Em uma tarde em Genebra, o antropólogo Michel Alcoforado conversou com uma herdeira brasileira sobre o valor de um perfume que remonta à tradição familiar e revela a distância entre classes sociais no Brasil. A cena exemplifica a concentração de riqueza e o isolamento das elites, tema central de seu livro “Coisa de Rico”.
O mundo dos super-ricos e a manutenção das diferenças
Alcoforado, que há 15 anos estuda a vida dos brasileiros mais ricos, afirma que a desigualdade no país é alimentada por uma lógica de performance e domínio de códigos, e não apenas pela renda ou patrimônio. “A riqueza é uma questão de performance”, diz. Enquanto nos EUA a riqueza está relacionada à história de conquista, no Brasil ela é vista como um status naturalizado, reforçando a separação social.
A performance da riqueza e a busca pela naturalização
Segundo o antropólogo, elites brasileiras buscam naturalizar sua posição por meio de referências a um caráter de conquista que supostamente é de nascência. “Tudo está organizado ‘desde sempre'”, explica. Essa narrativa impede que as classes mais pobres avancem socialmente, mantendo as distinções hierárquicas profundamente enraizadas.

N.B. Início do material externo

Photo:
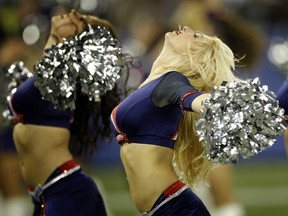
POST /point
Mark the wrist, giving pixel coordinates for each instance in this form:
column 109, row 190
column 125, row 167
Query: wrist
column 52, row 40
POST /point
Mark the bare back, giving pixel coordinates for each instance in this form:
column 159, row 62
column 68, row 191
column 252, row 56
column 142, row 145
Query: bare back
column 41, row 149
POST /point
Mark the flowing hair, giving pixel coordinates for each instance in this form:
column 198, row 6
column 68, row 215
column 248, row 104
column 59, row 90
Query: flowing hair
column 92, row 119
column 207, row 63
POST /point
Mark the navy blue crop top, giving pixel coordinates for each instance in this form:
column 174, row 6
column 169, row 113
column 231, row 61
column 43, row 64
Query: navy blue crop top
column 153, row 112
column 29, row 107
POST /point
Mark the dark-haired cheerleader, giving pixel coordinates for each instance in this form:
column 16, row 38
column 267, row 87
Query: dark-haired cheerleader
column 72, row 90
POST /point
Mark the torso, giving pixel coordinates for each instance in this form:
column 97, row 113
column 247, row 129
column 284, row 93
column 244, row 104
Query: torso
column 41, row 149
column 147, row 146
column 149, row 172
column 41, row 135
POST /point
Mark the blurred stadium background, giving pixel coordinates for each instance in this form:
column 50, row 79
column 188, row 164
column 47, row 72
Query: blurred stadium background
column 261, row 183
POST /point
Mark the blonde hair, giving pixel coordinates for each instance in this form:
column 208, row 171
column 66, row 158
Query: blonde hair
column 207, row 63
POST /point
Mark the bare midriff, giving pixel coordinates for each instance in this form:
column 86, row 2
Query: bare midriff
column 41, row 149
column 149, row 172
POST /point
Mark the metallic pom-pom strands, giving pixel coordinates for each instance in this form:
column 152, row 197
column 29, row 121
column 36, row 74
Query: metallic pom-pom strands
column 239, row 119
column 17, row 73
column 93, row 60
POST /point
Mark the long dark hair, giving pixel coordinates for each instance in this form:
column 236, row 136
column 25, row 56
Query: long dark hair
column 92, row 119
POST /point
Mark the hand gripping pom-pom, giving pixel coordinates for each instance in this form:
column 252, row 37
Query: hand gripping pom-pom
column 92, row 60
column 239, row 119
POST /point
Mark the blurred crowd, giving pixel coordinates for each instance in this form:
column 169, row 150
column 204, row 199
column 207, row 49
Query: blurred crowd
column 24, row 26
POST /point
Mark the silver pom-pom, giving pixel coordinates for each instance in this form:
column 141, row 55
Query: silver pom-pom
column 92, row 61
column 239, row 119
column 16, row 74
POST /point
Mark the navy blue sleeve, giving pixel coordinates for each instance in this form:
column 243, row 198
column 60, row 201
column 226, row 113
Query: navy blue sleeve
column 174, row 88
column 282, row 97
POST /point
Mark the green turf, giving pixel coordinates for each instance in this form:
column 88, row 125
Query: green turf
column 263, row 189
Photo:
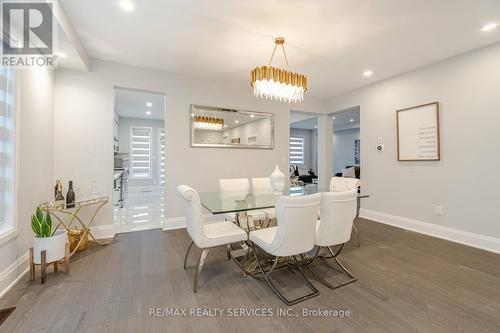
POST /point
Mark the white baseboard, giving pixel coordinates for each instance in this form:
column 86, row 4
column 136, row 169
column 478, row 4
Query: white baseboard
column 479, row 241
column 12, row 274
column 180, row 221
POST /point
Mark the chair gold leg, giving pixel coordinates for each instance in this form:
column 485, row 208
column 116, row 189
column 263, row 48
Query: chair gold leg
column 66, row 258
column 275, row 289
column 187, row 253
column 201, row 261
column 32, row 265
column 43, row 259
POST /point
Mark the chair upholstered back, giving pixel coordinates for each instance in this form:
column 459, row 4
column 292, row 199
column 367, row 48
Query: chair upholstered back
column 261, row 185
column 341, row 184
column 194, row 214
column 296, row 224
column 338, row 210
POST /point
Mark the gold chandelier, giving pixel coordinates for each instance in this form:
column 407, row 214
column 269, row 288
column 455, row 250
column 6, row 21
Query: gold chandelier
column 278, row 84
column 208, row 123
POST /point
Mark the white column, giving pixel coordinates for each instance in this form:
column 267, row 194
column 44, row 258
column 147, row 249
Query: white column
column 325, row 150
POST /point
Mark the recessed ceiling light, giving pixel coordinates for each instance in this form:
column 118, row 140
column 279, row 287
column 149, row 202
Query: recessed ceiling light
column 489, row 27
column 127, row 5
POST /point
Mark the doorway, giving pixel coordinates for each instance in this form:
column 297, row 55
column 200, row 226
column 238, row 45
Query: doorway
column 303, row 149
column 347, row 143
column 139, row 159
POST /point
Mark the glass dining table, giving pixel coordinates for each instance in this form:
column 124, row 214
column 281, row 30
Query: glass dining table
column 241, row 205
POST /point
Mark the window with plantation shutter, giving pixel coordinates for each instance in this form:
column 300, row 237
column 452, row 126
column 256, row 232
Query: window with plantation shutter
column 7, row 151
column 161, row 145
column 297, row 150
column 140, row 152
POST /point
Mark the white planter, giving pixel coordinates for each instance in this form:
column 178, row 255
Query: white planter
column 54, row 247
column 277, row 181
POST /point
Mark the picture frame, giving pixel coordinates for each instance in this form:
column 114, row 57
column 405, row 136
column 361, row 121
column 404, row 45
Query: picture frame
column 418, row 133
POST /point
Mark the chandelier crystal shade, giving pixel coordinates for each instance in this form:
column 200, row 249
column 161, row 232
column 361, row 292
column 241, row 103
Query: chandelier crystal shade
column 278, row 84
column 208, row 123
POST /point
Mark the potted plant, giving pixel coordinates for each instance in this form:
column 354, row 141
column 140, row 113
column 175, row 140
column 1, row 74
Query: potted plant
column 53, row 243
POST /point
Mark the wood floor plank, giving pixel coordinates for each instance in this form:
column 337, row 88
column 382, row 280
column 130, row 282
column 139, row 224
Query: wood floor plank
column 407, row 282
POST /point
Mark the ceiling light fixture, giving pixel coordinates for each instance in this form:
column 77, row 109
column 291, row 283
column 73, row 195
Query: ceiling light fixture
column 127, row 5
column 489, row 27
column 278, row 84
column 208, row 123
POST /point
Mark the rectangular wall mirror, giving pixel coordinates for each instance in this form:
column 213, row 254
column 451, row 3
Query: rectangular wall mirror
column 218, row 127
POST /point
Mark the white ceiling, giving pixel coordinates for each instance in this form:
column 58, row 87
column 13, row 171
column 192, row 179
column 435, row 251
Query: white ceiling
column 132, row 104
column 332, row 42
column 341, row 122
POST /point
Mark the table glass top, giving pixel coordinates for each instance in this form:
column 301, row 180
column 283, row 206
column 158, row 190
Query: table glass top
column 231, row 202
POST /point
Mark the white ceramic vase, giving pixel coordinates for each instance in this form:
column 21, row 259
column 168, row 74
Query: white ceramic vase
column 277, row 181
column 54, row 247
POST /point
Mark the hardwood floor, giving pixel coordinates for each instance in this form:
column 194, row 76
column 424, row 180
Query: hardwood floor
column 407, row 282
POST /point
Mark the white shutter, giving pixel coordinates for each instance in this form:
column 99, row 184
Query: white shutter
column 161, row 145
column 7, row 149
column 140, row 152
column 297, row 150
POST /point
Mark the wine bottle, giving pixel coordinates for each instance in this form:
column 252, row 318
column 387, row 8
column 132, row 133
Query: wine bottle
column 70, row 196
column 59, row 197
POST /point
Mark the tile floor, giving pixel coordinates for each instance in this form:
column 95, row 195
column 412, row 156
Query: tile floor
column 143, row 210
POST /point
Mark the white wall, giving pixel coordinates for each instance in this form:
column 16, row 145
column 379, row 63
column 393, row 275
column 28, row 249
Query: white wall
column 124, row 134
column 260, row 128
column 36, row 161
column 343, row 148
column 466, row 181
column 84, row 129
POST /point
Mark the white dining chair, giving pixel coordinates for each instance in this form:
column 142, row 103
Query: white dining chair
column 338, row 210
column 341, row 184
column 206, row 236
column 293, row 236
column 238, row 189
column 263, row 186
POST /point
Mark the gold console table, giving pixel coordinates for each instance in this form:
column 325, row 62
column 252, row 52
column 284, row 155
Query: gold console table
column 61, row 213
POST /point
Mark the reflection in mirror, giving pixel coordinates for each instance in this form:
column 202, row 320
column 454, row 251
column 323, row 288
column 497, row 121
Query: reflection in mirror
column 218, row 127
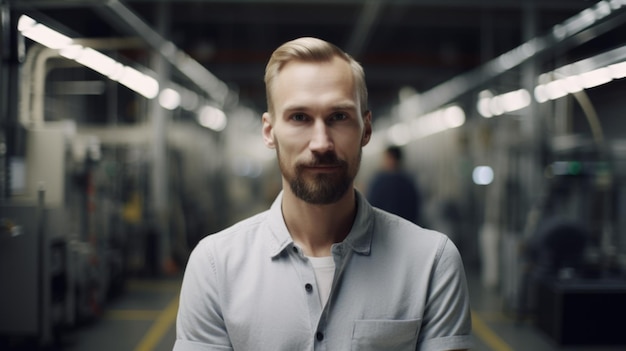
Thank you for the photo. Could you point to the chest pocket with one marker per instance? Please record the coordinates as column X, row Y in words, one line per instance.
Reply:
column 388, row 335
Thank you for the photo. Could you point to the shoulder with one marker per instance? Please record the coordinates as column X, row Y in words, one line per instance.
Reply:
column 239, row 237
column 410, row 236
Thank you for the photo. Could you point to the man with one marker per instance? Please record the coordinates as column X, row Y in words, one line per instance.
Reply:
column 392, row 189
column 322, row 269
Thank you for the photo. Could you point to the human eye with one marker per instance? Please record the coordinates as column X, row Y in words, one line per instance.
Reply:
column 338, row 116
column 298, row 117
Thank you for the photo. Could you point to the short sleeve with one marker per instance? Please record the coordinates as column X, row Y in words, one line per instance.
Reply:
column 447, row 319
column 200, row 324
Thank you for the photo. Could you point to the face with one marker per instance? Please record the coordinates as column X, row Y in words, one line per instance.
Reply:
column 317, row 129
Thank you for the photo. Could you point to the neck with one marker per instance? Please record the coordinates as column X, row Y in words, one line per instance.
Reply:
column 315, row 228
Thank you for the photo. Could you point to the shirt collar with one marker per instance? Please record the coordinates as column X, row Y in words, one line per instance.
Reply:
column 359, row 239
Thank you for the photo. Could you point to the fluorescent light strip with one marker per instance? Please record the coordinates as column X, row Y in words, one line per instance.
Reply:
column 558, row 88
column 88, row 57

O papel da elite na reprodução da desigualdade
Para Alcoforado, entender o comportamento dos ricos é fundamental para compreender como as desigualdades se perpetuam. A pesquisa revelou que os membros dessa camada social criam uma espécie de teatro cotidiano, com jantares e encontros ensaiados, onde a distinção é claramente marcada por gestos, recursos e discursos. O antropólogo descreve uma experiência em Genebra, onde uma herdeira investia 15 mil euros em um perfume de tradição familiar, uma escolha que reforça a diferença cultural entre classes.
Riqueza, racismo e autoimagem
Ainda que a experiência de Alcoforado com o racismo seja semelhante à enfrentada na sociedade brasileira, ele destaca que o preconceito está presente em todos os níveis sociais, não sendo exclusivo das elites. Sua trajetória revela que o racismo é uma chaga universal abordada com cautela no livro, focando na dinâmica social mais ampla.
Por que o Brasil é tão obcecado pelos ricos?
Alcoforado afirma que a paixão brasileira por entender os ricos está ligada ao desejo de imaginar uma mobilidade social, uma crença ilusória de que todos podem enriquecer. O país valoriza a performance da riqueza, independentemente dos recursos reais, criando uma cultura de imitação através de influenciadores, moda e estilos de vida aspiracionais que reforçam essa busca por distinção.
Classificações e a necessidade de menos muros sociais
O antropólogo critica as categorias tradicionais como “novo rico” e “super-rico”, que servem para diferenciar ainda mais as classes. Ele defende um país onde seja possível estabelecer pontes de convivência e compreensão, ao invés de muros que dificultam o diálogo entre diferentes grupos sociais.
O impacto da pesquisa e o futuro da elite brasileira
Reforçando que o livro não revela identidades específicas, Alcoforado mostra que os ricos se reconhecem nas histórias compartilhadas. Sua pesquisa evidencia que a maior parte da sociedade brasileira, mesmo nas classes médias, aspira às mesmas distinções de status, perpetuando o ciclo de desigualdade. “Precisamos criar um Brasil mais conectado, onde menos muros sejam necessários para a convivência social”, conclui.